The third configuration tab, "ASU contents", is where we tell Phaser what scattering mass to expect in the crystal. If we know the exact molecular weight (or number of residues) of the entire structure, we could simply enter that here, but we will use sequences instead. This has the advantage that the sequences are then available if we launch AutoBuild from the Results tab. The files "beta.seq" and "blip.seq" should be input in the "Sequence file" field in successive tabs; click the button "Add macromolecule(s)" at the bottom of the window to add a tab. The number of copies is 1 in both cases. (Here the order in which the ASU contents is input really is unimportant.)

The final configuration tab, "Search procedure", is where we tell Phaser how to use the ensembles we input. Initially only the "Component 1" branch is shown. Click on the triple dotted button to its right and a menu will appear allowing us to select which of the two ensembles defined earlier Phaser should search for. The up-down spin button in the rightmost column lets us specify how many copies of this component we want Phaser to attempt to place in the ASU. We select the beta ensemble for the first component and choose to search for one copy. To specify the blip component we press the "Add Search" button, which will add another Component branch to the Search GUI. As before we instruct Phaser to search for one component but with the blip ensemble.

Note: Selecting both ensembles to be searched for in one component would mean that Phaser would try them in turn as alternative choices of model for the same component, and then select the ensemble yielding the best result.

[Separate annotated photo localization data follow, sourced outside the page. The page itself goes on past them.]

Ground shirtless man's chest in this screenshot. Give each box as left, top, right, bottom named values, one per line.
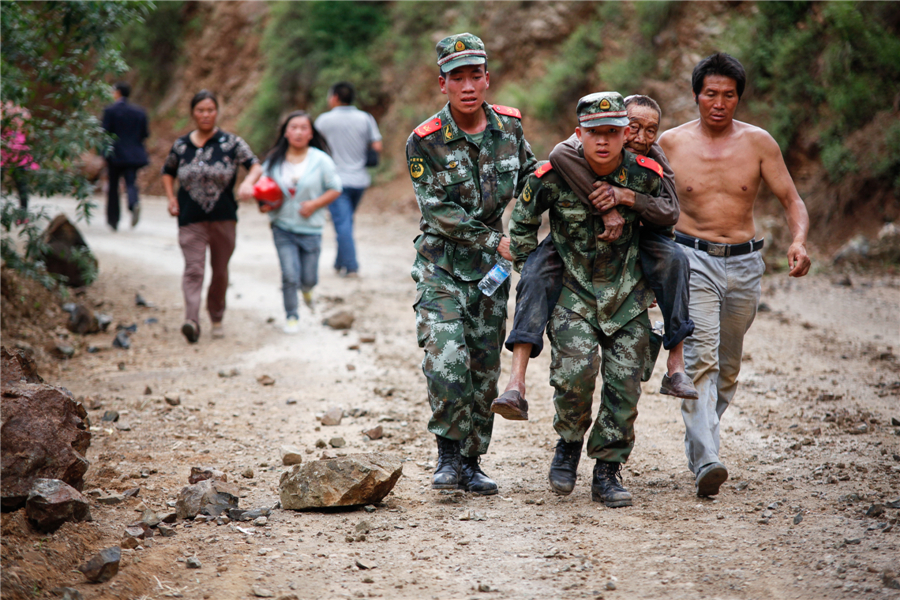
left=662, top=121, right=763, bottom=244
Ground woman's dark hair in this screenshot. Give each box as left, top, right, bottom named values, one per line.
left=190, top=89, right=218, bottom=111
left=691, top=52, right=746, bottom=100
left=263, top=110, right=331, bottom=170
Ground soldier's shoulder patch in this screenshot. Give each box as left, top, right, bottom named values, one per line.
left=635, top=155, right=664, bottom=178
left=535, top=161, right=554, bottom=178
left=414, top=117, right=442, bottom=138
left=492, top=104, right=522, bottom=119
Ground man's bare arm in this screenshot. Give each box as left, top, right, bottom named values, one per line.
left=757, top=131, right=811, bottom=277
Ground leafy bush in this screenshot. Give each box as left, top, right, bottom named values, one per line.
left=1, top=1, right=144, bottom=286
left=240, top=1, right=390, bottom=152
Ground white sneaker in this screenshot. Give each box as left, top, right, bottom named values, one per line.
left=283, top=317, right=299, bottom=334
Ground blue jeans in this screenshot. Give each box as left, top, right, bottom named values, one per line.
left=272, top=226, right=322, bottom=319
left=329, top=186, right=366, bottom=273
left=505, top=226, right=694, bottom=356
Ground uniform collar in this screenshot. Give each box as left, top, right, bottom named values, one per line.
left=438, top=102, right=502, bottom=144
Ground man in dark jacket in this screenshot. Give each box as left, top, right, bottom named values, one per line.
left=102, top=81, right=149, bottom=230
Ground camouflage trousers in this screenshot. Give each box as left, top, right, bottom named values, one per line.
left=412, top=256, right=509, bottom=457
left=548, top=304, right=649, bottom=463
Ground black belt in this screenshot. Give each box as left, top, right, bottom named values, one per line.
left=675, top=232, right=764, bottom=257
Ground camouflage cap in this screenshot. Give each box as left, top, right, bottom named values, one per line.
left=577, top=92, right=629, bottom=128
left=436, top=33, right=487, bottom=74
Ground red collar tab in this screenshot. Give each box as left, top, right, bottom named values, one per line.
left=636, top=155, right=663, bottom=178
left=535, top=162, right=554, bottom=178
left=492, top=104, right=522, bottom=119
left=414, top=117, right=442, bottom=138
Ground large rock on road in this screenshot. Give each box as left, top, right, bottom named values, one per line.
left=1, top=348, right=91, bottom=510
left=279, top=453, right=402, bottom=510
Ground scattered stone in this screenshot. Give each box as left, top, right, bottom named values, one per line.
left=48, top=342, right=75, bottom=359
left=41, top=214, right=97, bottom=287
left=157, top=524, right=176, bottom=537
left=734, top=481, right=750, bottom=492
left=66, top=304, right=100, bottom=335
left=0, top=364, right=91, bottom=511
left=160, top=511, right=177, bottom=523
left=323, top=310, right=355, bottom=330
left=51, top=587, right=84, bottom=600
left=140, top=508, right=161, bottom=527
left=606, top=581, right=617, bottom=591
left=891, top=417, right=900, bottom=427
left=355, top=520, right=371, bottom=534
left=1, top=347, right=43, bottom=385
left=124, top=523, right=152, bottom=539
left=320, top=450, right=337, bottom=460
left=363, top=505, right=376, bottom=513
left=97, top=493, right=125, bottom=506
left=241, top=467, right=254, bottom=479
left=329, top=437, right=346, bottom=449
left=793, top=512, right=803, bottom=525
left=276, top=595, right=299, bottom=600
left=164, top=394, right=181, bottom=406
left=120, top=536, right=139, bottom=550
left=321, top=407, right=343, bottom=426
left=135, top=293, right=150, bottom=307
left=360, top=335, right=376, bottom=344
left=459, top=510, right=487, bottom=521
left=252, top=587, right=275, bottom=598
left=186, top=556, right=202, bottom=569
left=218, top=368, right=240, bottom=378
left=356, top=558, right=376, bottom=570
left=280, top=445, right=304, bottom=466
left=363, top=425, right=384, bottom=441
left=112, top=331, right=131, bottom=349
left=844, top=538, right=861, bottom=545
left=115, top=421, right=131, bottom=431
left=143, top=385, right=152, bottom=395
left=175, top=479, right=239, bottom=519
left=478, top=583, right=493, bottom=592
left=279, top=453, right=402, bottom=510
left=25, top=479, right=92, bottom=532
left=78, top=546, right=120, bottom=583
left=285, top=398, right=298, bottom=405
left=252, top=516, right=268, bottom=526
left=315, top=439, right=327, bottom=448
left=188, top=466, right=227, bottom=484
left=97, top=314, right=113, bottom=331
left=257, top=375, right=276, bottom=386
left=832, top=234, right=870, bottom=265
left=866, top=504, right=886, bottom=518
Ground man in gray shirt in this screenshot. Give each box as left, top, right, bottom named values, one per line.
left=314, top=82, right=383, bottom=277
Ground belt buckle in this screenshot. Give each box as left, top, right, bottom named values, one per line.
left=707, top=242, right=727, bottom=257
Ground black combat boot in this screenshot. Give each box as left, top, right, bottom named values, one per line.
left=548, top=438, right=583, bottom=495
left=459, top=455, right=498, bottom=495
left=591, top=460, right=633, bottom=507
left=432, top=435, right=461, bottom=490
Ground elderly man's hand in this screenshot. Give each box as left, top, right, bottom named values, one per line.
left=597, top=209, right=624, bottom=242
left=590, top=182, right=636, bottom=213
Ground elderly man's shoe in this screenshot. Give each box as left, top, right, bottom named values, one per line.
left=660, top=372, right=699, bottom=399
left=548, top=438, right=582, bottom=495
left=491, top=389, right=529, bottom=420
left=591, top=460, right=633, bottom=507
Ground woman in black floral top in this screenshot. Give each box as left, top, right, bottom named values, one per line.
left=162, top=90, right=262, bottom=343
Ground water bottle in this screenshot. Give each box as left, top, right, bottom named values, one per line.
left=652, top=320, right=665, bottom=336
left=478, top=259, right=512, bottom=296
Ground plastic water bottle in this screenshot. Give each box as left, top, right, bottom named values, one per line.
left=652, top=320, right=665, bottom=336
left=478, top=259, right=512, bottom=296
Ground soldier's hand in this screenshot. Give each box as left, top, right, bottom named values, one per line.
left=787, top=241, right=811, bottom=277
left=497, top=236, right=514, bottom=261
left=597, top=209, right=624, bottom=242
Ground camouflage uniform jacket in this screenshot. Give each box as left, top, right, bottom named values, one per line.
left=406, top=102, right=537, bottom=281
left=509, top=152, right=662, bottom=337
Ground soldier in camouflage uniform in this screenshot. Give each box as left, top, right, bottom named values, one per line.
left=508, top=92, right=663, bottom=507
left=406, top=33, right=536, bottom=495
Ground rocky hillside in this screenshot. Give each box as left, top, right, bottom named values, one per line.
left=122, top=0, right=900, bottom=255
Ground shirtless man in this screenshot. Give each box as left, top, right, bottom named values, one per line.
left=659, top=52, right=811, bottom=497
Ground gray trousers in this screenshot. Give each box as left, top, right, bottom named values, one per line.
left=681, top=245, right=765, bottom=474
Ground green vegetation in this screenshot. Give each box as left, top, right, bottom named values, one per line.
left=240, top=1, right=390, bottom=152
left=1, top=1, right=146, bottom=286
left=744, top=0, right=900, bottom=180
left=114, top=1, right=198, bottom=101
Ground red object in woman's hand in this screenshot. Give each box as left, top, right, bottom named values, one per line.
left=253, top=176, right=283, bottom=210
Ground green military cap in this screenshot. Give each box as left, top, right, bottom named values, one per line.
left=436, top=33, right=487, bottom=73
left=577, top=92, right=629, bottom=128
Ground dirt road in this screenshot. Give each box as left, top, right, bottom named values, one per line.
left=2, top=194, right=899, bottom=600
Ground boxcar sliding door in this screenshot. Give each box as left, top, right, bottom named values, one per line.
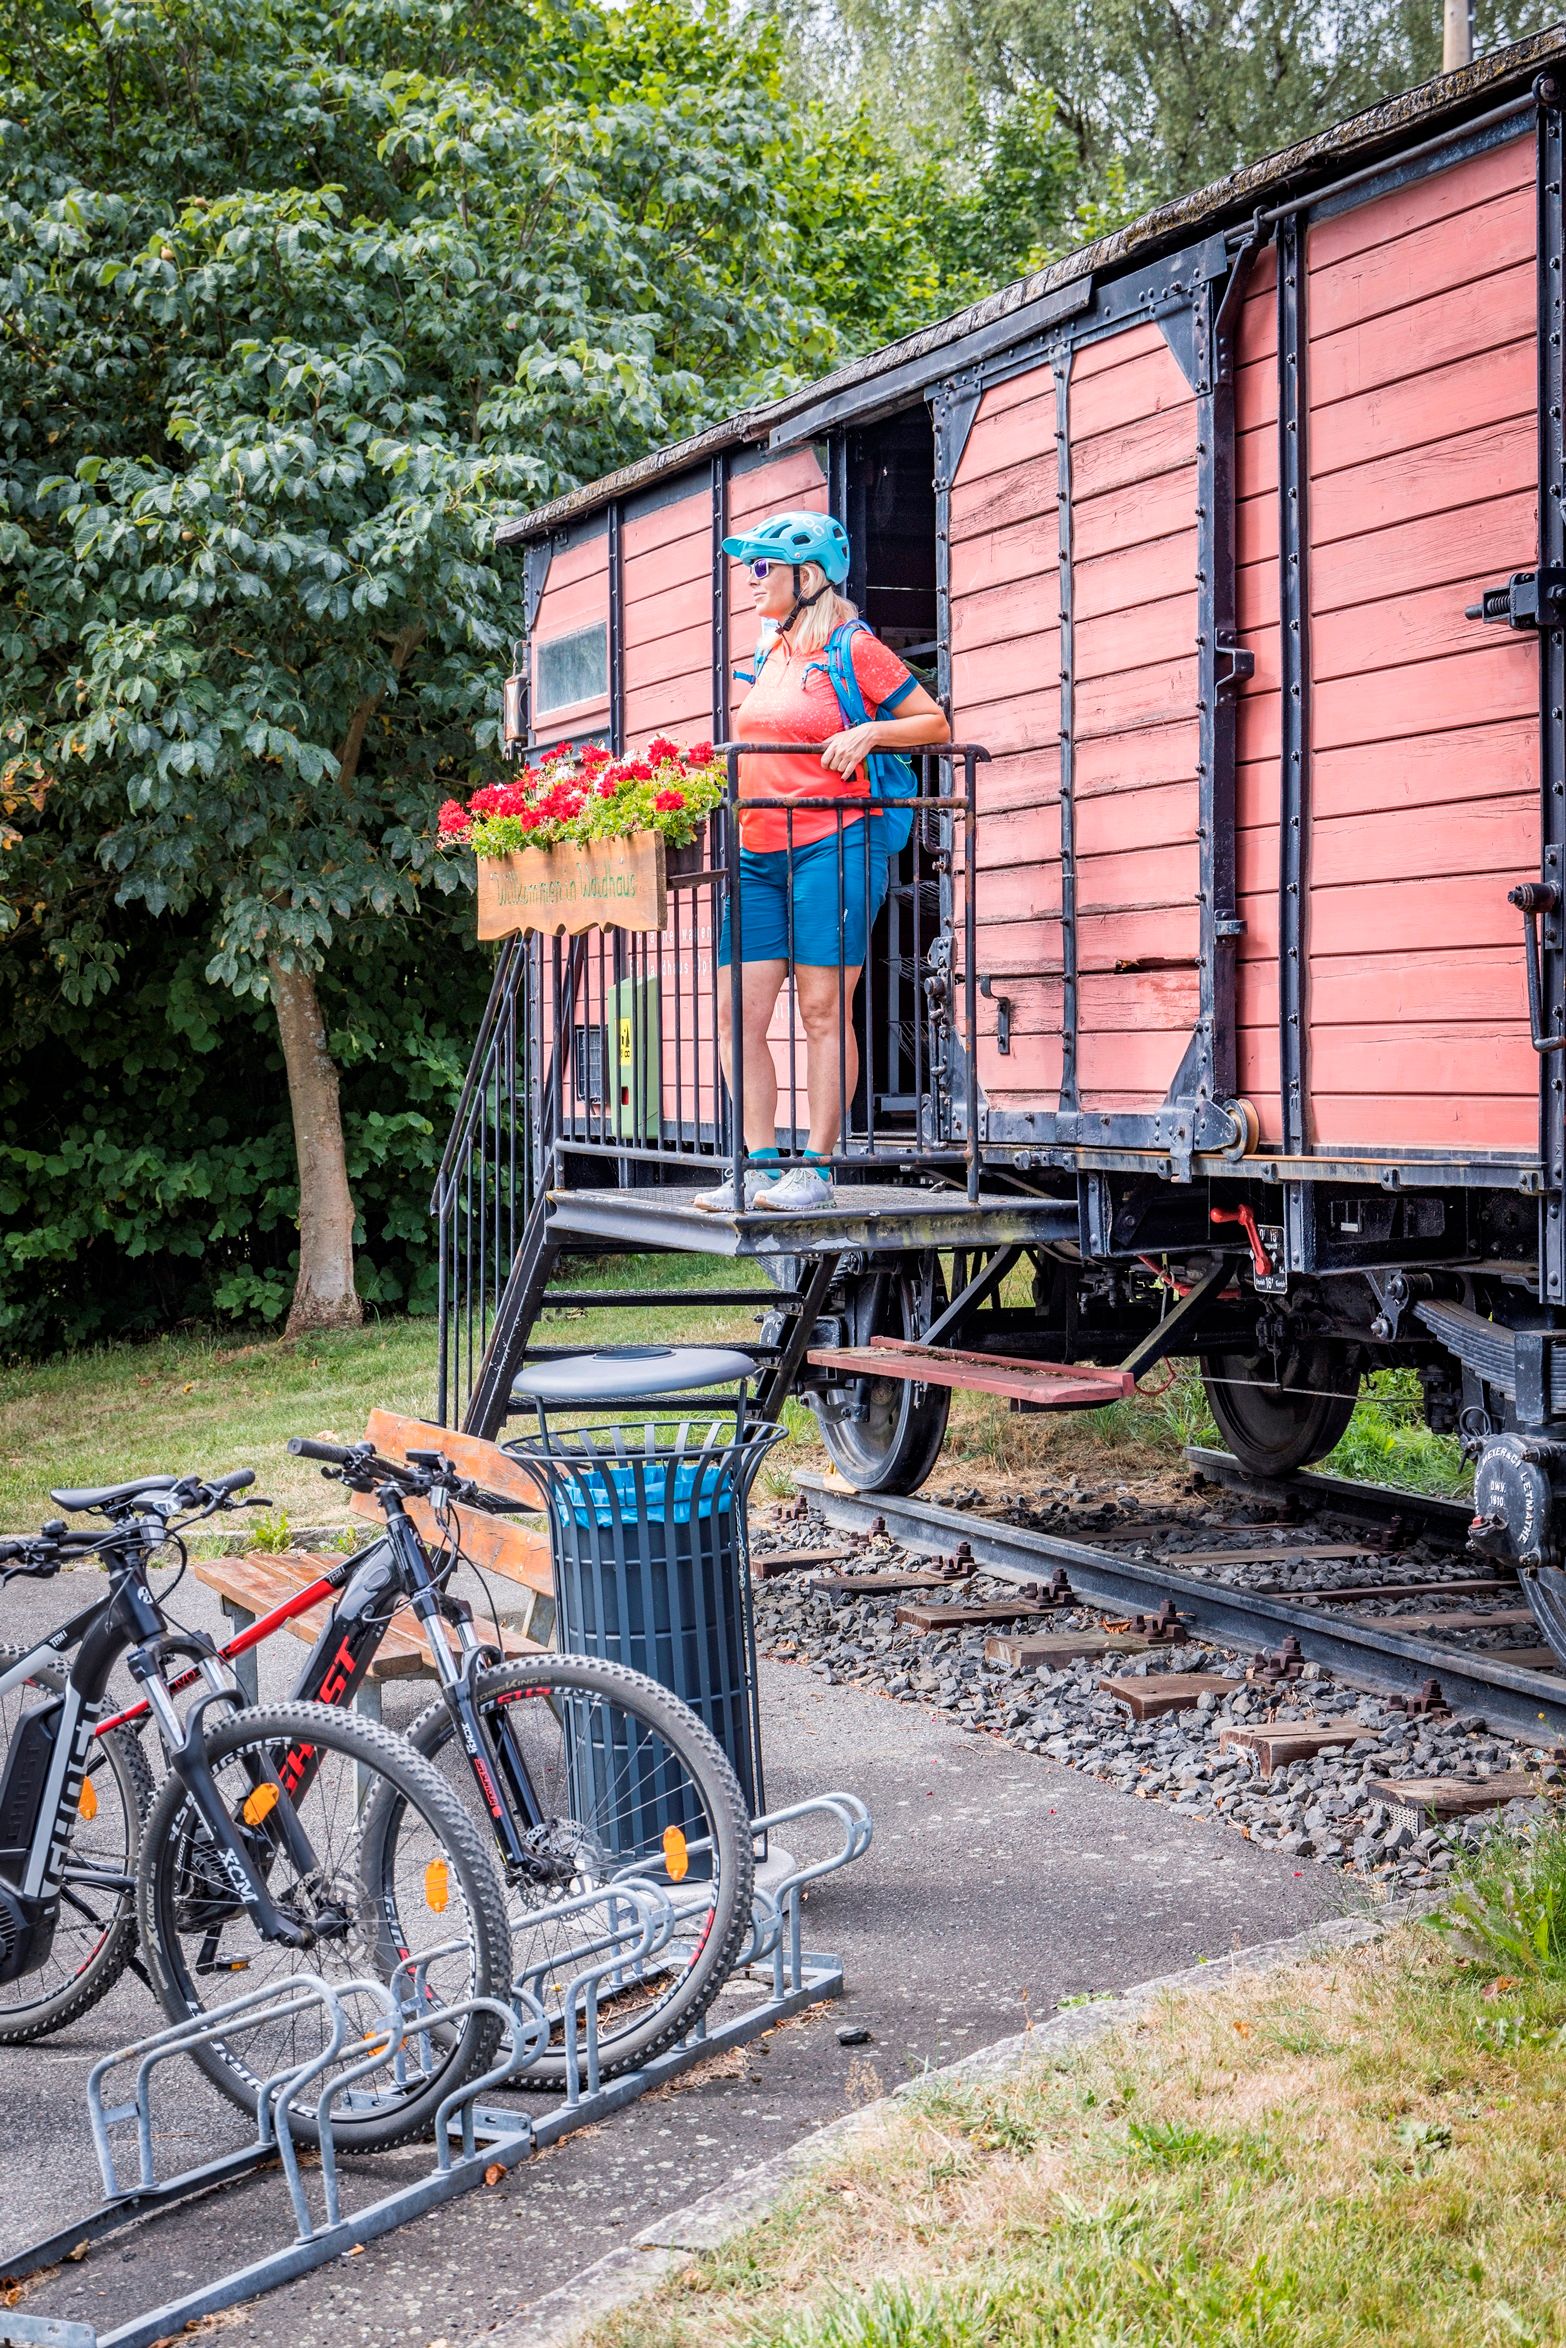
left=944, top=247, right=1248, bottom=1167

At this point we are ready to run Phaser, which should again take only a few minutes to complete successfully.

Note that the Results tab that appears at the end of the job allows us easily to launch either the phenix.refine or AutoBuild GUI, with many of the fields pre-filled. If the data provided to Phaser had included Friedel pairs (i.e. anomalous data), then a button would also be available to launch the AutoSol GUI for MR-SAD phasing.